Soutien aux associations montoises

Poignée de main

Pour mener à bien vos actions envers le public montois, et si vous répondez aux critères définis dans la charte de la vie associative, votre association peut bénéficier d’une subvention de fonctionnement.

Composition des dossiers de demande de subvention selon la catégorie de l’association :

  1. Sport
  1. Culture
  1.  Solidarité, loisirs et autres domaines

Les règles d’instruction pour les subventions

Toutes les associations sollicitant une subvention municipale doivent compléter un dossier de demande qui doit être adressé au service Vie Locale.

  • L’intérêt local : les associations doivent être domiciliées sur la ville ou disposer d’une section locale depuis deux ans minimum.

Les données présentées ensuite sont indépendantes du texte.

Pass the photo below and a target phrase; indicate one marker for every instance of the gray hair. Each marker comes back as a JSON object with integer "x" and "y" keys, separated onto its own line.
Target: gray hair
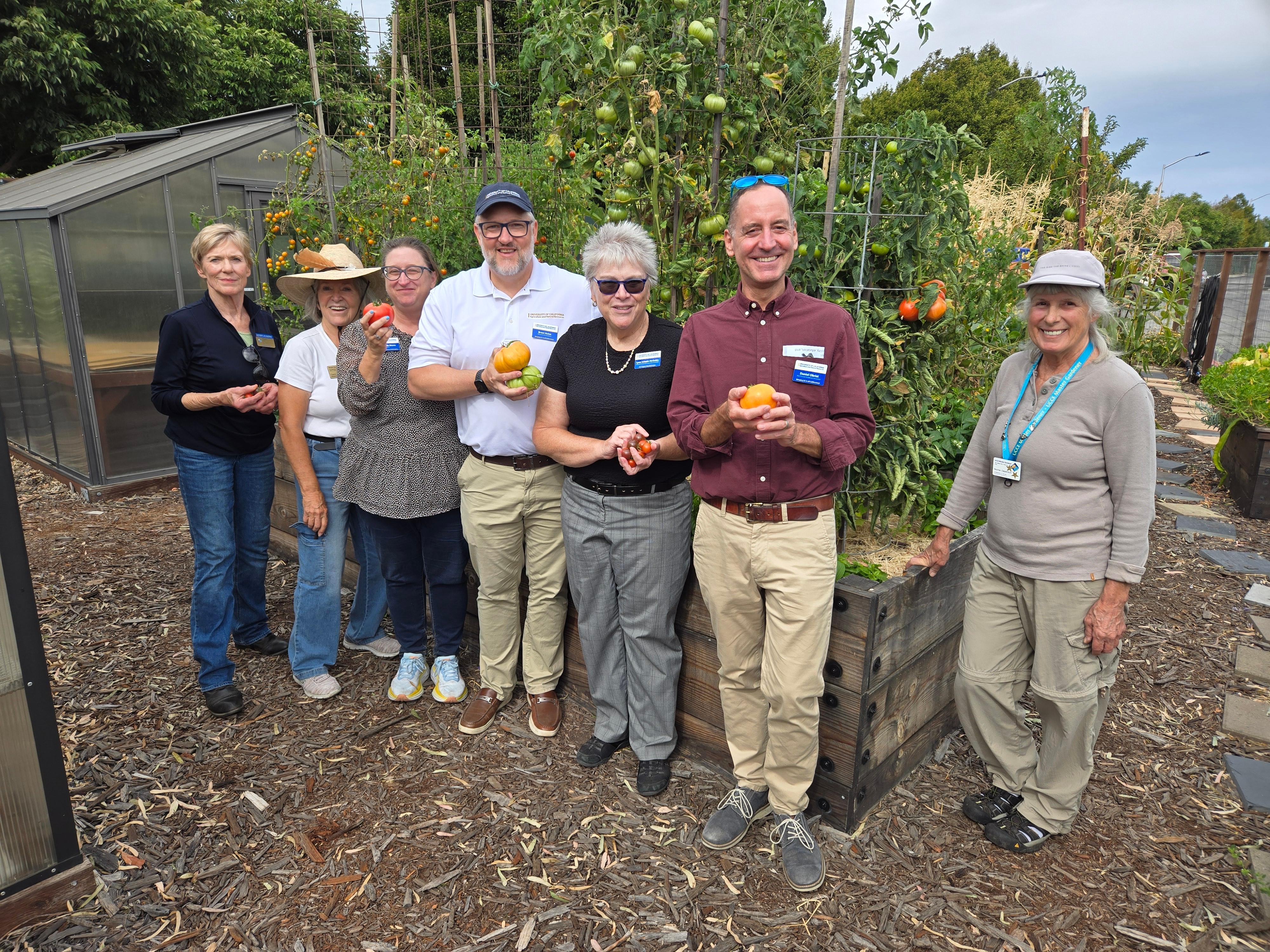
{"x": 1102, "y": 312}
{"x": 622, "y": 243}
{"x": 313, "y": 314}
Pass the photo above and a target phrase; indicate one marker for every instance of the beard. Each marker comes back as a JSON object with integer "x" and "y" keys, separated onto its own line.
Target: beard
{"x": 524, "y": 260}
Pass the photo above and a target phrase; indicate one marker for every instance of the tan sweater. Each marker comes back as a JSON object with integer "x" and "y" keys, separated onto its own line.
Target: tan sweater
{"x": 1086, "y": 499}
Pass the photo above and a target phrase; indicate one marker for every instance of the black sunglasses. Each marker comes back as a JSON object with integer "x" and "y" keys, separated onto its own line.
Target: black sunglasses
{"x": 609, "y": 288}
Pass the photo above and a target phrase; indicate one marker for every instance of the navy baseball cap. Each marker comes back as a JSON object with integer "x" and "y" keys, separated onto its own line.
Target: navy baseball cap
{"x": 500, "y": 192}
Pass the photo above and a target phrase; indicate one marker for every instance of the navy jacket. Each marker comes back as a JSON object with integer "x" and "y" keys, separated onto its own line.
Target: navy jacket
{"x": 201, "y": 354}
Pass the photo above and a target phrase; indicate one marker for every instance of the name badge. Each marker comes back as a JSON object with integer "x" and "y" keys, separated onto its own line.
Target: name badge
{"x": 810, "y": 373}
{"x": 545, "y": 332}
{"x": 1009, "y": 470}
{"x": 803, "y": 351}
{"x": 648, "y": 359}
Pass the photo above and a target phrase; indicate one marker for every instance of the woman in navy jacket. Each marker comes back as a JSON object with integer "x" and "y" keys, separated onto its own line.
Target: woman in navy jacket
{"x": 214, "y": 381}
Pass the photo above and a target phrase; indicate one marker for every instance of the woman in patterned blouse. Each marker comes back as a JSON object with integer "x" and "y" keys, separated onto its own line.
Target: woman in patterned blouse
{"x": 401, "y": 465}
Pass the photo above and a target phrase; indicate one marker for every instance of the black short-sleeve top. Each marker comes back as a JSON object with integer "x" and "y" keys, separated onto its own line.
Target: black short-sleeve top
{"x": 600, "y": 402}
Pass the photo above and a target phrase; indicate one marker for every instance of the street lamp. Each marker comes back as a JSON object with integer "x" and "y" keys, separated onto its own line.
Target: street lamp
{"x": 1160, "y": 188}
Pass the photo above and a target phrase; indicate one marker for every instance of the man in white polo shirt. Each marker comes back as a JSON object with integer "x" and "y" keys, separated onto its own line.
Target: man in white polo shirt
{"x": 510, "y": 494}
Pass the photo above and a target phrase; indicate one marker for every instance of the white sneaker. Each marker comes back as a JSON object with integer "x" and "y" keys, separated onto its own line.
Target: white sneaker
{"x": 319, "y": 687}
{"x": 411, "y": 678}
{"x": 448, "y": 685}
{"x": 383, "y": 647}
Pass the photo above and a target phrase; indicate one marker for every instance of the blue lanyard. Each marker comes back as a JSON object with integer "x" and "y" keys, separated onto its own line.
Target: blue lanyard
{"x": 1006, "y": 453}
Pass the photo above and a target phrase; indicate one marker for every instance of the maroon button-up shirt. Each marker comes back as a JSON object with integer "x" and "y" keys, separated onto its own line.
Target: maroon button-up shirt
{"x": 803, "y": 347}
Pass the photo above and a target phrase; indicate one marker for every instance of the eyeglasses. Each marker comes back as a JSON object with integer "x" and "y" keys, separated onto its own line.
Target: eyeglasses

Dans le cas d’associations nationales, compter un nombre minimal d’adhérents domiciliés sur la ville (selon information déclarative de l’association) et organiser des activités sur le territoire de la ville à l’attention des concitoyens.
  • L’intérêt public et la réglementation : rejet des demandes émanant d’associations sectaires, d’associations cultuelles, de mouvements politiques et syndicaux, d’associations proposant des activités contraires aux bonnes mœurs.
  • Le besoin financier : les subventions sont exclusivement réservées aux associations qui ne disposent pas de recettes adéquates et dont la trésorerie est insuffisante.
  • Le multi-subventionnement : les subventions sont octroyées dans le respect des compétences d’autres personnes publiques susceptibles de subventionner l’association (Conseil départemental, Conseil régional, État…) et au vu des demandes effectuées par l’association auprès de ces personnes (selon information déclarative de l’association).

  • Les associations subventionnées doivent transmettre annuellement leur rapport d’activité et leurs comptes afin que la Ville puisse s’assurer du bon emploi des fonds publics. La Ville se réserve le droit d’effectuer des contrôles ou audits si nécessaire.
  • Les associations recevant une subvention municipale supérieure à 23 000 euros par an doivent obligatoirement conclure avec la Ville une convention d’objectifs, présentant la nature de ses activités, le principe du subventionnement et les obligations de l’association.
  • Des conventions sont également prévues pour l’octroi de prestations en nature (locaux ou personnel mis à disposition).

Gestion des salles et du matériel

Toutes les demandes de réservation sont à adresser au service Vie locale un mois minimum avant la réunion.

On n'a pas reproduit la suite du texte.